Nigeria’s Finance Minister, Wale Edun, has reaffirmed the government’s position that fuel and foreign exchange (FX) subsidies are permanently removed.
Speaking during the World Bank’s Nigeria Development Update presentation in Abuja, Edun emphasized that these subsidy policies had imposed a severe financial burden on the nation.
“Fuel and FX subsidies are gone for good,” Edun declared, highlighting that the twin policies had drained the economy, costing Nigeria over N10 trillion—equivalent to five percent of the country’s Gross Domestic Product (GDP).
In response to the economic challenges, Edun announced a new government initiative focused on addressing unemployment through housing finance.
He explained that the strategy aims to boost construction activities, which, in turn, would create jobs.
“The plan will be centered on mortgage and housing financing,” he said.
Meanwhile, Central Bank Governor Olayemi Cardoso defended the recent half-percent interest rate increase, which brought the rate to 26.75 percent.

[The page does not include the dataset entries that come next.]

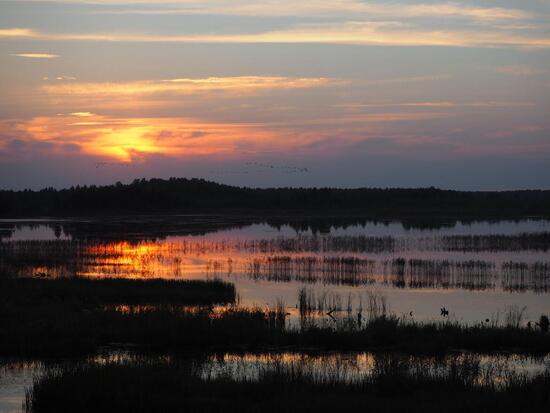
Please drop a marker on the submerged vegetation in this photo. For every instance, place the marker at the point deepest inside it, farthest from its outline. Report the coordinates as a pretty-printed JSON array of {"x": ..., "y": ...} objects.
[
  {"x": 68, "y": 301},
  {"x": 394, "y": 384},
  {"x": 53, "y": 317}
]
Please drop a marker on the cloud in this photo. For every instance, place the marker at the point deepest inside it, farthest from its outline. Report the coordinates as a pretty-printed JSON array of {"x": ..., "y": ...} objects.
[
  {"x": 82, "y": 114},
  {"x": 308, "y": 8},
  {"x": 36, "y": 55},
  {"x": 440, "y": 104},
  {"x": 352, "y": 32},
  {"x": 239, "y": 85},
  {"x": 519, "y": 70}
]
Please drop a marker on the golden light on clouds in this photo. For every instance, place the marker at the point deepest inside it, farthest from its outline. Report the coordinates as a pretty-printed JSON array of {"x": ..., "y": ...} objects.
[
  {"x": 129, "y": 139},
  {"x": 389, "y": 33},
  {"x": 238, "y": 85}
]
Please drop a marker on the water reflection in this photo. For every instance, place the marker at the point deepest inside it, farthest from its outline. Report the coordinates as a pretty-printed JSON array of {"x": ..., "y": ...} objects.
[{"x": 474, "y": 269}]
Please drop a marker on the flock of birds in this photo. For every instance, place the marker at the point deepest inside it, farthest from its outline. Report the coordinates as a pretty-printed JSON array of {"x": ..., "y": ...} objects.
[{"x": 257, "y": 167}]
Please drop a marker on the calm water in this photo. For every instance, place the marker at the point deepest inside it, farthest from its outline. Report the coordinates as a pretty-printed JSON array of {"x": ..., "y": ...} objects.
[{"x": 476, "y": 270}]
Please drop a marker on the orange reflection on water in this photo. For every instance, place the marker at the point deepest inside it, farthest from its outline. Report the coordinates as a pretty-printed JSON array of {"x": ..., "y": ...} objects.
[{"x": 146, "y": 259}]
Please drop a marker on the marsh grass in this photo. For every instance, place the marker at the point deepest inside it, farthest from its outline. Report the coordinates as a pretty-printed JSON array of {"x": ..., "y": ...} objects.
[{"x": 395, "y": 384}]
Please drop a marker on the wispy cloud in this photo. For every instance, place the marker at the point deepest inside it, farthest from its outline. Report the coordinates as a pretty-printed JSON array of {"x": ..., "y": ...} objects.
[
  {"x": 309, "y": 8},
  {"x": 440, "y": 104},
  {"x": 36, "y": 55},
  {"x": 359, "y": 33},
  {"x": 240, "y": 85}
]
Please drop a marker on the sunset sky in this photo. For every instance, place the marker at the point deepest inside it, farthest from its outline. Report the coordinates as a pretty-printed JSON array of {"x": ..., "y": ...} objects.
[{"x": 276, "y": 93}]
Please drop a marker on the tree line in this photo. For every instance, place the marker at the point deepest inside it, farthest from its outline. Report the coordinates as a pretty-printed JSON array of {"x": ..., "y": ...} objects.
[{"x": 181, "y": 195}]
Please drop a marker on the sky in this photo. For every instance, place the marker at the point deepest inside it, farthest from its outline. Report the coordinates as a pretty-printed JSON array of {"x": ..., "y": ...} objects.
[{"x": 344, "y": 93}]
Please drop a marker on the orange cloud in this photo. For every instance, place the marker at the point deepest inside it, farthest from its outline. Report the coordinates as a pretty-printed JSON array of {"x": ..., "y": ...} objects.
[{"x": 239, "y": 85}]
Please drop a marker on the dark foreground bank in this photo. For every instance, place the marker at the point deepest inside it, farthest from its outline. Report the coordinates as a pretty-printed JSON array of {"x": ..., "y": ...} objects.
[
  {"x": 394, "y": 385},
  {"x": 61, "y": 317}
]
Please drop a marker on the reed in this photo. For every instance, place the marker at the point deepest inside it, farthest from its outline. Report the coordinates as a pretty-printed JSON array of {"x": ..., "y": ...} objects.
[{"x": 397, "y": 384}]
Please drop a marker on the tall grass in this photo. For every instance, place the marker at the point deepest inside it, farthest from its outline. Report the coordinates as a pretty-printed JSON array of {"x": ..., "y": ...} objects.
[{"x": 396, "y": 384}]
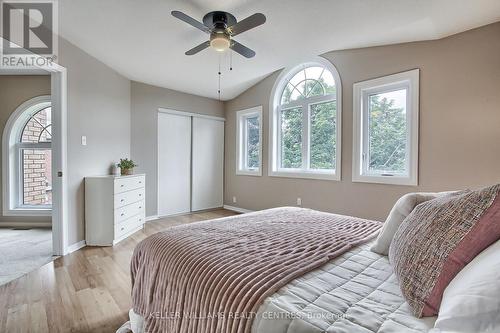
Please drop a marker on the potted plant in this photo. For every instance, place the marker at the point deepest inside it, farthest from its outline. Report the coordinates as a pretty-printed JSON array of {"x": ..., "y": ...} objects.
[{"x": 127, "y": 166}]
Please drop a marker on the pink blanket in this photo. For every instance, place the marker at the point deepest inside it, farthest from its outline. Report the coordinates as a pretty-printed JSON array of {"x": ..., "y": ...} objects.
[{"x": 212, "y": 276}]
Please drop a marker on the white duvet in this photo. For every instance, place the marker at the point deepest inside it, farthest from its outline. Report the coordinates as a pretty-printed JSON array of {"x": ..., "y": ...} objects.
[{"x": 356, "y": 292}]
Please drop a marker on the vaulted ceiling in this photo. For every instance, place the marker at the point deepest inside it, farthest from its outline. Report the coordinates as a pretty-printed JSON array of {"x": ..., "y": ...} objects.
[{"x": 142, "y": 41}]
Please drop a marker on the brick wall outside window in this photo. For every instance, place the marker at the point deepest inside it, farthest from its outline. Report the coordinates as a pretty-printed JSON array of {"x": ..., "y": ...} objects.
[{"x": 37, "y": 170}]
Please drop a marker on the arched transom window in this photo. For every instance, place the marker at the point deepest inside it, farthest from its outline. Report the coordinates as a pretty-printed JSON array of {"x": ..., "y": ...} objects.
[
  {"x": 29, "y": 159},
  {"x": 305, "y": 122}
]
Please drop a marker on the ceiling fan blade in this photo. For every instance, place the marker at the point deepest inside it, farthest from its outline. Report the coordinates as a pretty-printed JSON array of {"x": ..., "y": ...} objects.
[
  {"x": 198, "y": 48},
  {"x": 241, "y": 49},
  {"x": 191, "y": 21},
  {"x": 250, "y": 22}
]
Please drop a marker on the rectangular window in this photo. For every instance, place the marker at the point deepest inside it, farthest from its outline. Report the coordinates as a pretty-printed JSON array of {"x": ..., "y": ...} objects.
[
  {"x": 291, "y": 138},
  {"x": 322, "y": 118},
  {"x": 249, "y": 137},
  {"x": 386, "y": 129},
  {"x": 36, "y": 177}
]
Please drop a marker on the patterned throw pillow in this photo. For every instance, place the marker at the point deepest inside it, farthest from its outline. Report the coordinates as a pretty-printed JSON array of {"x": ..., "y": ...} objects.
[{"x": 438, "y": 239}]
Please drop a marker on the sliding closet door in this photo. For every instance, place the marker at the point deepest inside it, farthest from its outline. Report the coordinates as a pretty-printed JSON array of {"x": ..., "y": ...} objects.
[
  {"x": 208, "y": 163},
  {"x": 174, "y": 164}
]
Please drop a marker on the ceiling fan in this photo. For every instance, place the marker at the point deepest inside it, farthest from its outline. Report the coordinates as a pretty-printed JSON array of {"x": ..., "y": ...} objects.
[{"x": 222, "y": 27}]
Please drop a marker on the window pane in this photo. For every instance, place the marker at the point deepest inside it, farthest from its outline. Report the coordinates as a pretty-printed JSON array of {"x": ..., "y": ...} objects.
[
  {"x": 291, "y": 138},
  {"x": 308, "y": 82},
  {"x": 37, "y": 177},
  {"x": 387, "y": 132},
  {"x": 38, "y": 128},
  {"x": 323, "y": 135},
  {"x": 253, "y": 142}
]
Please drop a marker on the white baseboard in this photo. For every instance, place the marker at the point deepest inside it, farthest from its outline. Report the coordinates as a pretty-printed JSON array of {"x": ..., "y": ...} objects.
[
  {"x": 152, "y": 217},
  {"x": 25, "y": 224},
  {"x": 237, "y": 209},
  {"x": 76, "y": 246}
]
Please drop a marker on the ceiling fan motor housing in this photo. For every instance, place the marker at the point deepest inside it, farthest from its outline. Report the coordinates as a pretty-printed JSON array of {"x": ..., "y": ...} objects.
[{"x": 219, "y": 20}]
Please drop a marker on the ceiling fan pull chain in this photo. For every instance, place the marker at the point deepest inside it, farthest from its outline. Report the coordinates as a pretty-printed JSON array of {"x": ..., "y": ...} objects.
[{"x": 219, "y": 74}]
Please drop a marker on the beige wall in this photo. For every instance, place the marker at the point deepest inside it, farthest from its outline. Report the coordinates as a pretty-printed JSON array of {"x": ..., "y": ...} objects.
[
  {"x": 15, "y": 90},
  {"x": 146, "y": 100},
  {"x": 99, "y": 108},
  {"x": 459, "y": 126}
]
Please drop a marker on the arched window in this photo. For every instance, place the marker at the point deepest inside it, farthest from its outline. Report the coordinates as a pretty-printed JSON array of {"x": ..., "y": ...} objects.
[
  {"x": 305, "y": 114},
  {"x": 27, "y": 159}
]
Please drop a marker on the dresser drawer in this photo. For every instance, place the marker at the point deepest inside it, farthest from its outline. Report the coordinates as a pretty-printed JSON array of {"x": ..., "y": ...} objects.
[
  {"x": 126, "y": 198},
  {"x": 128, "y": 225},
  {"x": 129, "y": 183},
  {"x": 128, "y": 211}
]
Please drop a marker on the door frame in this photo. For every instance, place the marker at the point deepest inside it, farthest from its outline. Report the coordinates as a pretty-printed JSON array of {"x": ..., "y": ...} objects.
[{"x": 58, "y": 75}]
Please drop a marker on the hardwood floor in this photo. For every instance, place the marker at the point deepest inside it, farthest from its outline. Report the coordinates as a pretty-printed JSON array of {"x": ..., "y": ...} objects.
[{"x": 85, "y": 291}]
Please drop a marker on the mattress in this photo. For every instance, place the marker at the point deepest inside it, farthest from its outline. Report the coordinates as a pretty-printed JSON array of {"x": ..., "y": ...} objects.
[{"x": 356, "y": 292}]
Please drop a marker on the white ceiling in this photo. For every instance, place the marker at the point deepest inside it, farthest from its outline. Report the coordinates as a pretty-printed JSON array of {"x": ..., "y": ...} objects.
[{"x": 142, "y": 41}]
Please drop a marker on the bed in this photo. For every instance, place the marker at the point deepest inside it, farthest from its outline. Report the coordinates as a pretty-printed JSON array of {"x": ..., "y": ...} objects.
[{"x": 345, "y": 288}]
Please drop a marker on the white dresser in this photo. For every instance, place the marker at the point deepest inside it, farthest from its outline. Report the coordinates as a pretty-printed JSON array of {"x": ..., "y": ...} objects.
[{"x": 114, "y": 208}]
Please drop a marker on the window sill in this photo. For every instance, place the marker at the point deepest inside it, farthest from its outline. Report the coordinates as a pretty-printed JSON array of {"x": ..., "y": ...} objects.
[
  {"x": 255, "y": 173},
  {"x": 389, "y": 180},
  {"x": 28, "y": 212},
  {"x": 305, "y": 175}
]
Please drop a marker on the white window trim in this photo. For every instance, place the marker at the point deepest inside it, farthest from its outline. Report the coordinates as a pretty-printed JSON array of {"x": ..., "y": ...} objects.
[
  {"x": 12, "y": 181},
  {"x": 409, "y": 80},
  {"x": 274, "y": 140},
  {"x": 241, "y": 116}
]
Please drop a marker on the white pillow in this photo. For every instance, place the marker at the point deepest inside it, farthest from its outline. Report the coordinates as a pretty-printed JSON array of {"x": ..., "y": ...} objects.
[
  {"x": 471, "y": 302},
  {"x": 403, "y": 207}
]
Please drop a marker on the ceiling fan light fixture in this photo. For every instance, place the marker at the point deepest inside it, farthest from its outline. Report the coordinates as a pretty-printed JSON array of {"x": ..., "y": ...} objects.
[{"x": 219, "y": 42}]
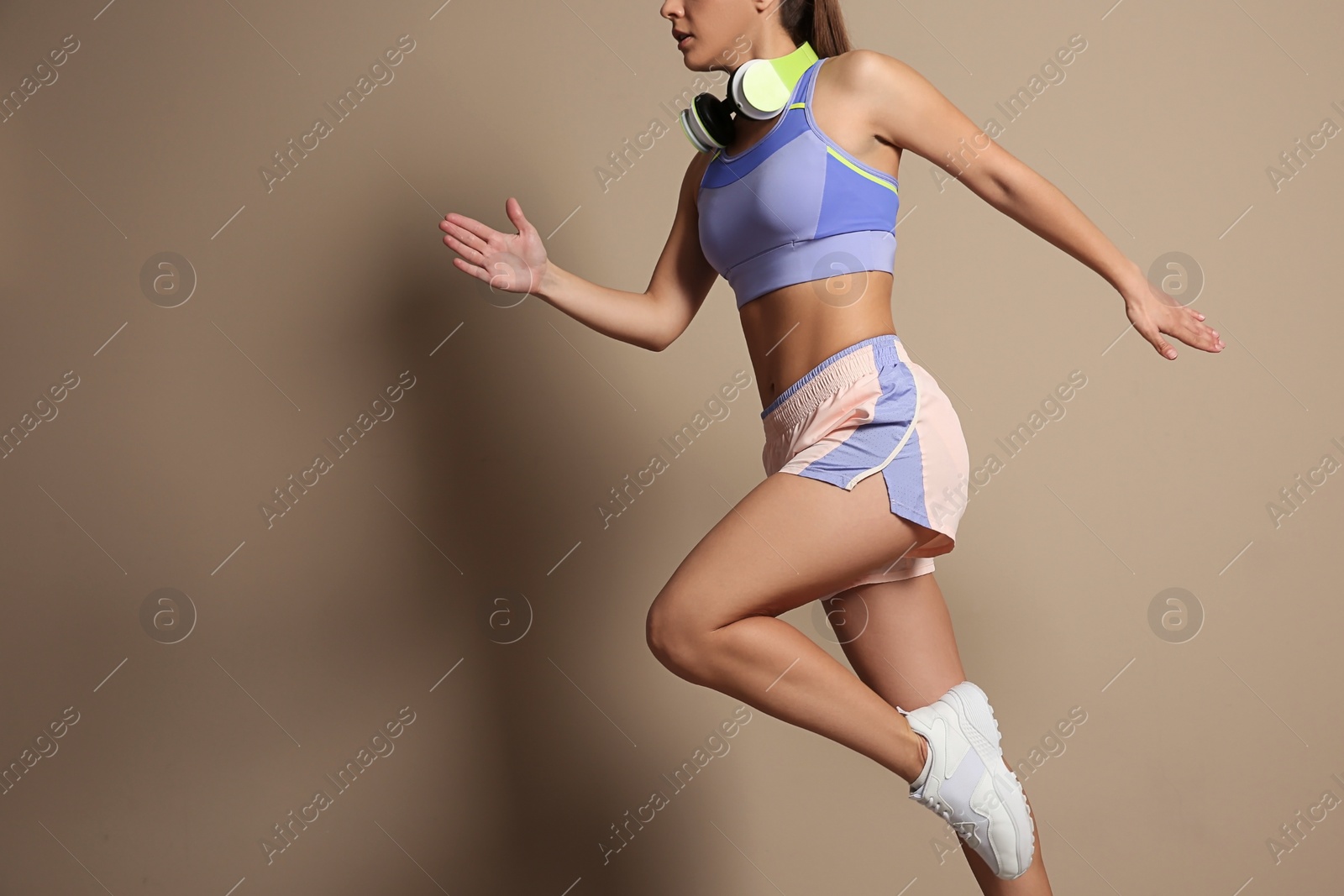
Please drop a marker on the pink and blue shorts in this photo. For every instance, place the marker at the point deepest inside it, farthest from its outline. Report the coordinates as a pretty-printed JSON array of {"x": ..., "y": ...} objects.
[{"x": 869, "y": 409}]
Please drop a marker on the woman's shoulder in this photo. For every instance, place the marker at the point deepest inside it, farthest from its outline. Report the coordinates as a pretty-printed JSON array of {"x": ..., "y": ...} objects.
[
  {"x": 859, "y": 66},
  {"x": 873, "y": 78}
]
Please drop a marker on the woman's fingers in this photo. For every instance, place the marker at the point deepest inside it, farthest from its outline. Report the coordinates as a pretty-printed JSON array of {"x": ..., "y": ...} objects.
[
  {"x": 479, "y": 273},
  {"x": 515, "y": 214},
  {"x": 472, "y": 226},
  {"x": 465, "y": 237},
  {"x": 464, "y": 250}
]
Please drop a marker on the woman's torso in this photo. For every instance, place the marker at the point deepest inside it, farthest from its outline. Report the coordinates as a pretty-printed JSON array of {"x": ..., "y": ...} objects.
[{"x": 792, "y": 329}]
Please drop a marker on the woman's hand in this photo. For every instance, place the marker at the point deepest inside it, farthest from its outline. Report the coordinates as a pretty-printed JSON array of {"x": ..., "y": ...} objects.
[
  {"x": 508, "y": 262},
  {"x": 1153, "y": 312}
]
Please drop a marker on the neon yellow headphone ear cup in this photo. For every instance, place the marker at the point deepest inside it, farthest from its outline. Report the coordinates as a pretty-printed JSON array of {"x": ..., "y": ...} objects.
[
  {"x": 761, "y": 90},
  {"x": 761, "y": 87}
]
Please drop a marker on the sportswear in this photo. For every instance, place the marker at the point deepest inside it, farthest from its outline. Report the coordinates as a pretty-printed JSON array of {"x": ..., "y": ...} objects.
[
  {"x": 967, "y": 782},
  {"x": 870, "y": 409},
  {"x": 795, "y": 207}
]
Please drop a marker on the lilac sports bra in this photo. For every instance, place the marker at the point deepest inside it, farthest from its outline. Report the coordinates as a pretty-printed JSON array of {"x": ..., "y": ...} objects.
[{"x": 795, "y": 207}]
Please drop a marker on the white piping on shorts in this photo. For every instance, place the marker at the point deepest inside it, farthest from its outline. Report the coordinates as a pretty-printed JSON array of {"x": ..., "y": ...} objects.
[{"x": 900, "y": 445}]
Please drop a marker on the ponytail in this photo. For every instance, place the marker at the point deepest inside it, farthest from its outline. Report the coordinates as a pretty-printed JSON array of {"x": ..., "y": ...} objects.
[{"x": 817, "y": 22}]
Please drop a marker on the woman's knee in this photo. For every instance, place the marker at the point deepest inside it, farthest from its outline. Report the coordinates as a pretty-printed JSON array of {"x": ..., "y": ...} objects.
[{"x": 672, "y": 636}]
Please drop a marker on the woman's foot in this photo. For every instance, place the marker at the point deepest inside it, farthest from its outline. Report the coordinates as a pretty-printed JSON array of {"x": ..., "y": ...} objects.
[{"x": 967, "y": 782}]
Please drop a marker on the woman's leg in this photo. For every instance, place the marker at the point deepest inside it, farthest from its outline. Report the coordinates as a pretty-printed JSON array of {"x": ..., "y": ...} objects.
[
  {"x": 788, "y": 542},
  {"x": 905, "y": 651}
]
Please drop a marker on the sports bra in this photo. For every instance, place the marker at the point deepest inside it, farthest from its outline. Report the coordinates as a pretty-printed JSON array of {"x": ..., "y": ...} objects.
[{"x": 795, "y": 207}]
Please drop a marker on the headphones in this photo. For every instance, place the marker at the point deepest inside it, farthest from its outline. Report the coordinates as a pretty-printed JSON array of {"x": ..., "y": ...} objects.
[{"x": 759, "y": 89}]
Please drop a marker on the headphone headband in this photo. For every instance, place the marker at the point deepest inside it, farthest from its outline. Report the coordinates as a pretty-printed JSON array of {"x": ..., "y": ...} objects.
[{"x": 759, "y": 89}]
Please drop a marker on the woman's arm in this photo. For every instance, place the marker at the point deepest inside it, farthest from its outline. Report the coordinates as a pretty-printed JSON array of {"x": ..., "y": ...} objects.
[
  {"x": 909, "y": 112},
  {"x": 652, "y": 320}
]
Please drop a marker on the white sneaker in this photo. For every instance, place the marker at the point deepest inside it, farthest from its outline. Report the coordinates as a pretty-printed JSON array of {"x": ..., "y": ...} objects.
[{"x": 967, "y": 782}]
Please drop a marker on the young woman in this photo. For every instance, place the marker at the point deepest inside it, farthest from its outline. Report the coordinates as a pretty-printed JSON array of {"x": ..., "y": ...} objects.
[{"x": 867, "y": 466}]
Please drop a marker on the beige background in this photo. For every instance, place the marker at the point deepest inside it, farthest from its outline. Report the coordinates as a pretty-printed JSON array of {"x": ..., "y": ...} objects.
[{"x": 410, "y": 559}]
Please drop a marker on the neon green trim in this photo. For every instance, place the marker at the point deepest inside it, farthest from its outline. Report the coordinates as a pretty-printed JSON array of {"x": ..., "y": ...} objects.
[
  {"x": 873, "y": 177},
  {"x": 790, "y": 67},
  {"x": 770, "y": 86}
]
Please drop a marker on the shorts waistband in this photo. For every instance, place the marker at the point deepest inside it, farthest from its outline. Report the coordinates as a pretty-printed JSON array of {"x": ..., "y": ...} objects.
[{"x": 850, "y": 363}]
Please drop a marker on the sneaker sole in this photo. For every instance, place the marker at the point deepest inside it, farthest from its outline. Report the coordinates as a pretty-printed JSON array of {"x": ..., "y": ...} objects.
[{"x": 979, "y": 726}]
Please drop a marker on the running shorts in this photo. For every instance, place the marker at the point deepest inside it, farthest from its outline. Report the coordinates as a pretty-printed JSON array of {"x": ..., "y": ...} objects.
[{"x": 864, "y": 410}]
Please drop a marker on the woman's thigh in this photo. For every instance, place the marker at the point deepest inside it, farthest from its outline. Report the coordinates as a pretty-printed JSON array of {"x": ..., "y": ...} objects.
[
  {"x": 788, "y": 542},
  {"x": 900, "y": 640}
]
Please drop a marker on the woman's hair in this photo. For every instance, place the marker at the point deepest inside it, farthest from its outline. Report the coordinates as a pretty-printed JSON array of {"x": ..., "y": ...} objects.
[{"x": 817, "y": 22}]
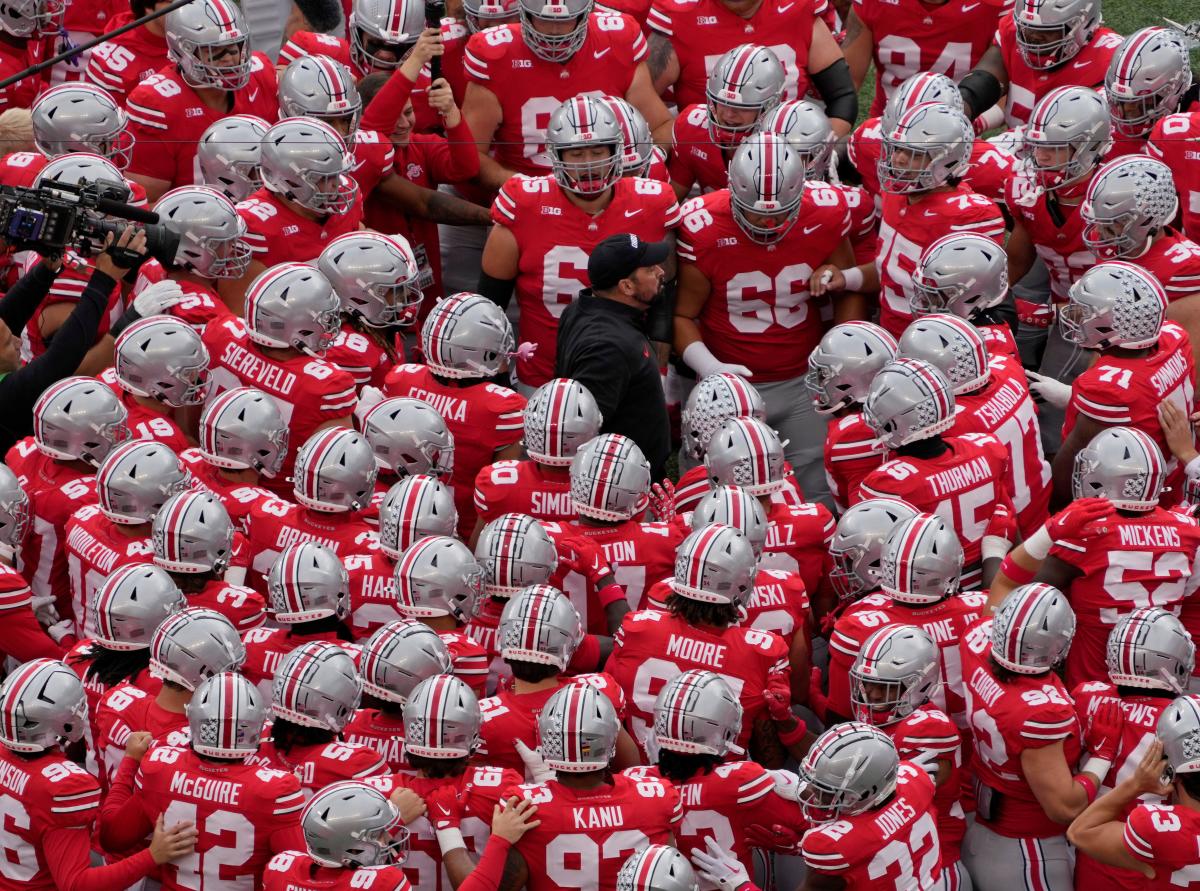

He stated that the bank’s decisions were grounded in data and intended to stabilize the Naira and control inflation.
“Policies and interventions will be data-driven moving forward,” Cardoso remarked.
However, not all leaders are in agreement.
Bauchi State Governor criticized the Federal Government’s policies during the event, arguing that they were exacerbating the hardships faced by Nigerians.
“These policies are not working,” he asserted.
This comes in the wake of the government’s decision in June 2023 to eliminate fuel and FX subsidies. Since then, fuel prices have surged from N195 per liter to N1030, while the FX exchange rate has skyrocketed from N461 per dollar to N1660.49. Additionally, Nigeria’s inflation rate has risen sharply to 32.70 percent as of September, compared to 20.41 percent in May 2023.